In more specific terms, their summary of the evidence is that such studies have often found positive and statistically significant effects. They break down the numbers in a variety of ways, but this figure shows the share of studies in their literature review that found positive effects on three different groups--the short-term unemployed (UI), long-term unemployed (LTU) or the "disadvantaged" who have a low level of educational background or live in an area with few job prospects. The graph shows that about half the studies find positive effects of active labor market policies for these groups in the short run--with the effects being lower for the short-term unemployed--but 60% or more of the studies find positive effects of such policies for all of  these groups in the long-term.




The full version of the Card, Kluve and Weber literature review is freely available online as a "What Works? A Meta Analysis of RecentActive Labor Market Program Evaluations," published by the German Institute for the Study of Labor (IZA Discussion Paper No. 9236, July 2015).

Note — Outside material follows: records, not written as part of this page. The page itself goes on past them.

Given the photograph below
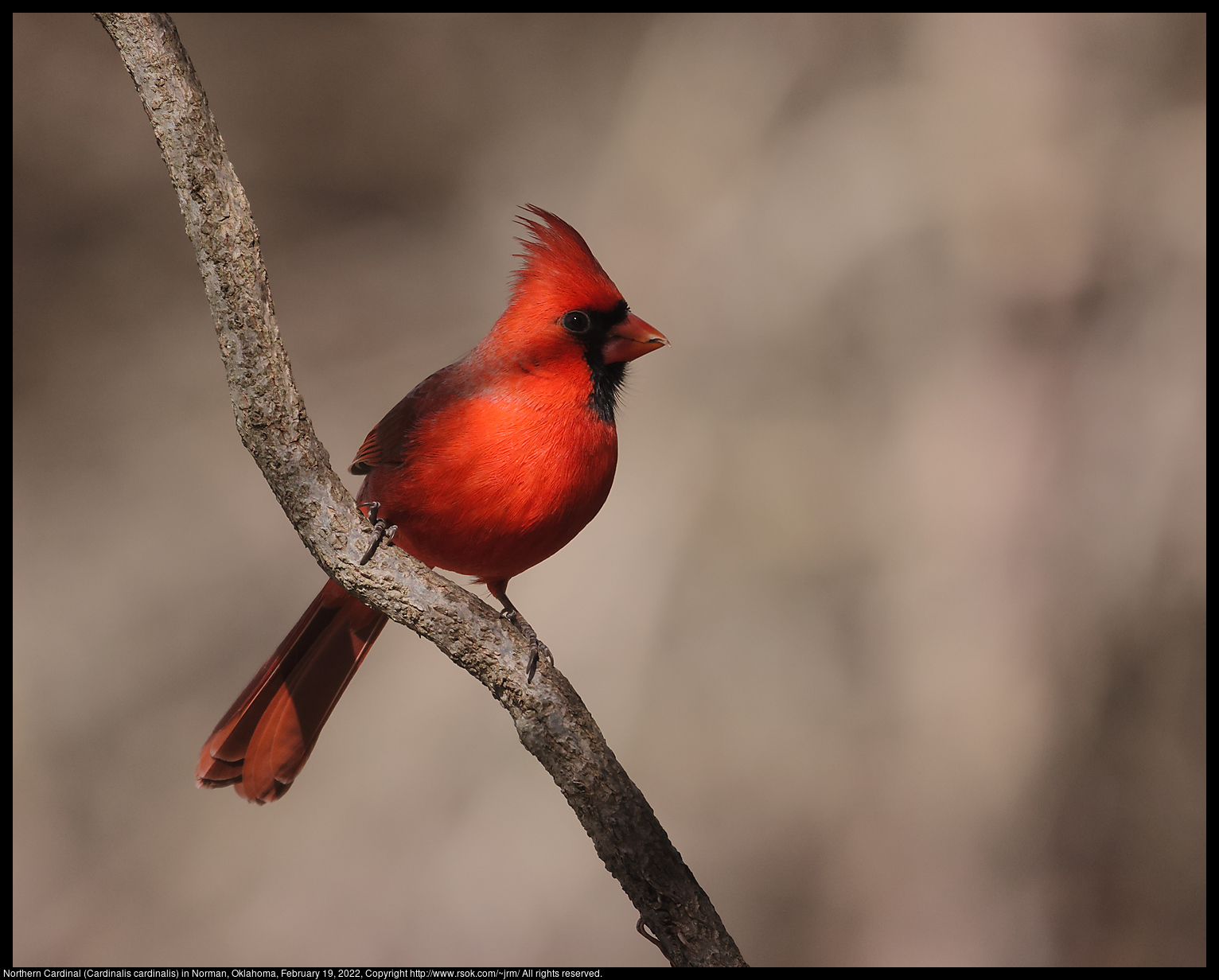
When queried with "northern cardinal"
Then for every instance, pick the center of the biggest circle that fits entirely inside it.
(488, 467)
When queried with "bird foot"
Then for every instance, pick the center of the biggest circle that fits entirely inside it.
(536, 648)
(382, 529)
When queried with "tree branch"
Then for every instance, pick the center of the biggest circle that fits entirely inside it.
(550, 718)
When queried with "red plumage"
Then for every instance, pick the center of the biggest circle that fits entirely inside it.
(488, 467)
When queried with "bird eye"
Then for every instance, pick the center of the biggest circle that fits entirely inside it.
(577, 321)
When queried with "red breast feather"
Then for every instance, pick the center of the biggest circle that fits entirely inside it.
(497, 461)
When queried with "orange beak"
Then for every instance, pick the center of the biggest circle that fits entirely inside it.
(630, 340)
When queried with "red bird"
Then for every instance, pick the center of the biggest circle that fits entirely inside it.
(488, 467)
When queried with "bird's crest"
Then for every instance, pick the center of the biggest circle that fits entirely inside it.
(559, 267)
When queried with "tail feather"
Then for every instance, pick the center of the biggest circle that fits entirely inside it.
(265, 739)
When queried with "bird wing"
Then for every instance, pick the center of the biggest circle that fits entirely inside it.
(389, 441)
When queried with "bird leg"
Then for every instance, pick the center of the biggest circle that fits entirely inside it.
(380, 529)
(499, 589)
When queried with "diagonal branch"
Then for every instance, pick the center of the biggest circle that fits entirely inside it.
(550, 718)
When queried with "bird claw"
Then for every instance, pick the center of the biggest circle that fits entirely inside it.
(382, 529)
(536, 648)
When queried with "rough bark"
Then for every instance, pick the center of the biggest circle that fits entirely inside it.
(550, 718)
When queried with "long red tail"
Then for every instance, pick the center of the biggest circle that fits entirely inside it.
(265, 739)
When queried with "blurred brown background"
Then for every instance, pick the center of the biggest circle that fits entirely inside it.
(896, 612)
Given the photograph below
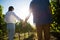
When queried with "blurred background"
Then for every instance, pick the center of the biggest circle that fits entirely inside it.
(22, 10)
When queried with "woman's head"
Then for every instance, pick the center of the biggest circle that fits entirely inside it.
(11, 8)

 A skeptic might reasonably point out that this glass is also half-empty: that is, a lot of the evaluation studies also didn't find statistically significant effects, and there could be "publication bias" in which studies that don't find an effect are more likely to end up unpublished. My own take would be that there is a sufficient evidence for looking at the kinds of policies that have worked best in other high-income countries, and trying some large-scale experiments with such policies in the US. In Chapter 3 in the VoxEU.org ebook, Lawrence F. Katz, Kory Kroft, Fabian Lange, and Matthew J.

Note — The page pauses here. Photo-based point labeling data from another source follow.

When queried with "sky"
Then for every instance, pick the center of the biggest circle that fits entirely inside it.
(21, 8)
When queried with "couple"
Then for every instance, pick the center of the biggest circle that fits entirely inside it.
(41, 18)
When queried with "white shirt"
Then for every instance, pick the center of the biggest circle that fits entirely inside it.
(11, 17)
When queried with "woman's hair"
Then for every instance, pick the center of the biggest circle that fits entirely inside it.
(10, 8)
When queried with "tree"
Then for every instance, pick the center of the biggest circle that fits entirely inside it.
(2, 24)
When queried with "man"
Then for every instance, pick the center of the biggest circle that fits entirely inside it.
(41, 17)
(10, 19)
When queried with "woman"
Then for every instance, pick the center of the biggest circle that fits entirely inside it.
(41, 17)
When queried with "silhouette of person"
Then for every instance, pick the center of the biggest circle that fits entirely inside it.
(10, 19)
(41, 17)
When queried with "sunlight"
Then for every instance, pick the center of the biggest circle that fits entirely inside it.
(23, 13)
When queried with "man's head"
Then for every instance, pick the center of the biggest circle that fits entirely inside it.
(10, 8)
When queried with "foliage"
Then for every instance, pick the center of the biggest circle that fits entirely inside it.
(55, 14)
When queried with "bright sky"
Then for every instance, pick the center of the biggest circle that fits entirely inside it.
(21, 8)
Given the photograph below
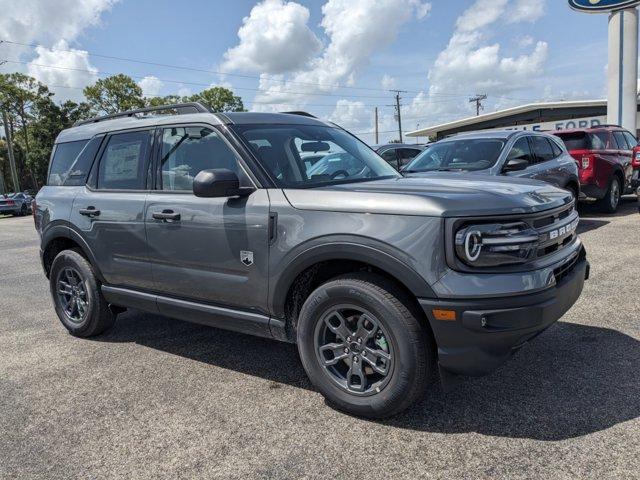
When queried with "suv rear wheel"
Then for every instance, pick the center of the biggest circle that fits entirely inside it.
(363, 348)
(609, 203)
(82, 309)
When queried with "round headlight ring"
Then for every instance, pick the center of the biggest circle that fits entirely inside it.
(473, 245)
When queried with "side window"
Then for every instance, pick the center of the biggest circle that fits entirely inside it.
(557, 151)
(631, 140)
(390, 157)
(542, 149)
(621, 141)
(64, 157)
(123, 162)
(521, 149)
(188, 150)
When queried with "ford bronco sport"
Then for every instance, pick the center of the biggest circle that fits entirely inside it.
(381, 280)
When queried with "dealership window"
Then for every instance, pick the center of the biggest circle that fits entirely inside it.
(621, 141)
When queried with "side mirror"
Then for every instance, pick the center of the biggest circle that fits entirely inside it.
(515, 164)
(218, 182)
(635, 159)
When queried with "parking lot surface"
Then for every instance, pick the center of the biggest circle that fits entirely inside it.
(157, 397)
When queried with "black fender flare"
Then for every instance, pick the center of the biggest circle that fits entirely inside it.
(63, 229)
(378, 255)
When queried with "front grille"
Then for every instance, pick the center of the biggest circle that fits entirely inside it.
(556, 230)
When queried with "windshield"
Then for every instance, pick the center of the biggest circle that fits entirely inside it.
(302, 156)
(470, 154)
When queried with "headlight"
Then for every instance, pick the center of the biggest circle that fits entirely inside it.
(495, 244)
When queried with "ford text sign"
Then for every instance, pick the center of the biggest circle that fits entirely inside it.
(597, 6)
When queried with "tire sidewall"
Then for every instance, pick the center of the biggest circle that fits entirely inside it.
(612, 206)
(69, 258)
(404, 353)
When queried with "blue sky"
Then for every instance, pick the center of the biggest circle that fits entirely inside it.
(441, 52)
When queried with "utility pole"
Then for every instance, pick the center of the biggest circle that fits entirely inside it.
(478, 101)
(12, 160)
(398, 112)
(376, 123)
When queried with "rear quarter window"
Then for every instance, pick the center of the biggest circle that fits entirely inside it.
(64, 162)
(576, 140)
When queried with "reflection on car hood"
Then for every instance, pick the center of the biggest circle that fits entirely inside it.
(439, 194)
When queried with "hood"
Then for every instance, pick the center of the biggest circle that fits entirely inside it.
(438, 195)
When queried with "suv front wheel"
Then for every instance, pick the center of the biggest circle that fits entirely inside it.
(363, 347)
(609, 203)
(78, 301)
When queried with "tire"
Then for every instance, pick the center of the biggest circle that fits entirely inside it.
(74, 271)
(393, 325)
(609, 203)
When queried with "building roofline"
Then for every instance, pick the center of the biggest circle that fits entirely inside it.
(429, 131)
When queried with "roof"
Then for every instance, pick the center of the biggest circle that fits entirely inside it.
(509, 112)
(398, 145)
(89, 130)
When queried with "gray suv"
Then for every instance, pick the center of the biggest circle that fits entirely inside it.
(501, 152)
(381, 280)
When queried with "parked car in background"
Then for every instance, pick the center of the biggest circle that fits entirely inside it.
(608, 160)
(398, 155)
(15, 203)
(500, 152)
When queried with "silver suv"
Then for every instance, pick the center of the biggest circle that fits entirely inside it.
(513, 153)
(381, 280)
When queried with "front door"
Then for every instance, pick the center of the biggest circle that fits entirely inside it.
(211, 250)
(109, 213)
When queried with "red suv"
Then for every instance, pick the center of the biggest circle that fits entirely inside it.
(608, 160)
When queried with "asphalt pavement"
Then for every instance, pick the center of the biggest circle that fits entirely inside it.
(161, 398)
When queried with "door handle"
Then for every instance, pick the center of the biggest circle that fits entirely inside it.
(89, 212)
(166, 215)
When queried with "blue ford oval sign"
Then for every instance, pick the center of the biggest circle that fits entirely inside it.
(596, 6)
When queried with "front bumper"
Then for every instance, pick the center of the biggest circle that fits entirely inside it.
(486, 332)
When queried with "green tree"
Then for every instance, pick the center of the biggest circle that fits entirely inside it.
(114, 94)
(219, 99)
(166, 100)
(18, 95)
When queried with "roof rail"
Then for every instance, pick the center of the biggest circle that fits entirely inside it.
(180, 108)
(606, 125)
(303, 114)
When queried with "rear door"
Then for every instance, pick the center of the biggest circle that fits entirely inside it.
(522, 149)
(213, 250)
(546, 167)
(109, 210)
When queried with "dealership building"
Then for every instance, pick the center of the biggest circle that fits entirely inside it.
(535, 116)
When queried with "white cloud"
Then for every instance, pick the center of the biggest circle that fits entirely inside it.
(66, 71)
(471, 63)
(151, 86)
(49, 21)
(388, 82)
(58, 23)
(274, 38)
(525, 11)
(355, 31)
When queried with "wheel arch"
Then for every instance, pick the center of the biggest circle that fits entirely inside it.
(319, 263)
(61, 237)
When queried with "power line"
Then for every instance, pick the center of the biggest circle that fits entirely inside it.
(478, 101)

Notowidigdo present this view in their essay, "Addressing long-term unemployment in the aftermath
of the Great Recession." They write:
"Our reading of the evidence [from literature reviews] ... is that programme effectiveness varies a lot across ALMPs [active labor market policies)and that relatively little is known about what generates this heterogeneity. In particular, little is known whether the heterogeneity is linked to the design of the ALMP or to the treated populations. This reading of the evidence is reinforced by the experimental evidence of the UK Employment Retention and Advancement demonstration (ERA). The ERA experiment covered three different populations, including a group of long-term unemployed. Over the medium term, the treatment was only effective for the long-term unemployed. For the long-term unemployed, the treatment consisted primarily of financial rewards for searching for jobs and for maintaining employment once a job was found. This treatment was found to generate fairly large effects on employment and earnings over the 5-year study period and was found to be cost-effective. The evidence of the ERA thus suggests that financial incentives can help reintegrate the long-term unemployed into the labour market. The ERA however also provides evidence that programme effectiveness varies substantially with the treated population."

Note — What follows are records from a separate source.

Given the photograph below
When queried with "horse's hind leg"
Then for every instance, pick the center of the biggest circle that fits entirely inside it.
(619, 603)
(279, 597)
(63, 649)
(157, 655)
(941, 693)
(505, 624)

These authors also worry about the possibility of "displacement" effects, in which active labor market just reshuffle a fixed number of jobs, making some more likely to get those jobs than others, but without expanding the overall number of job opportunities. They suggest that displacement may be a problem when the economy is especially weak. They write:
"One speculative possibility, based on the (weak) existing evidence, is to focus on providing unemployment assistance and long-term training to the long-term unemployed in the depths of a downturn, but then move towards more aggressive use of ALMPs, such as job-search assistance and hiring subsidies, to try and re-employ the long-term unemployed, as the labour market tightens in a recovery."
It seems to me that the possibility of a dramatic expansion of active labor market policies through aggressive experimentation deserves more attention in the current US economy. Moreover, when US workers express how traumatized they feel by the tectonic changes that are shaking up US labor markets, it's worth contemplating the fact that the US does far less than typical high-income countries either to cushion the shocks or to help in the transition to new jobs.

For those interested in this topic, I've posted before about "The Case for Active Labor Market Policies" (December 5, 2011).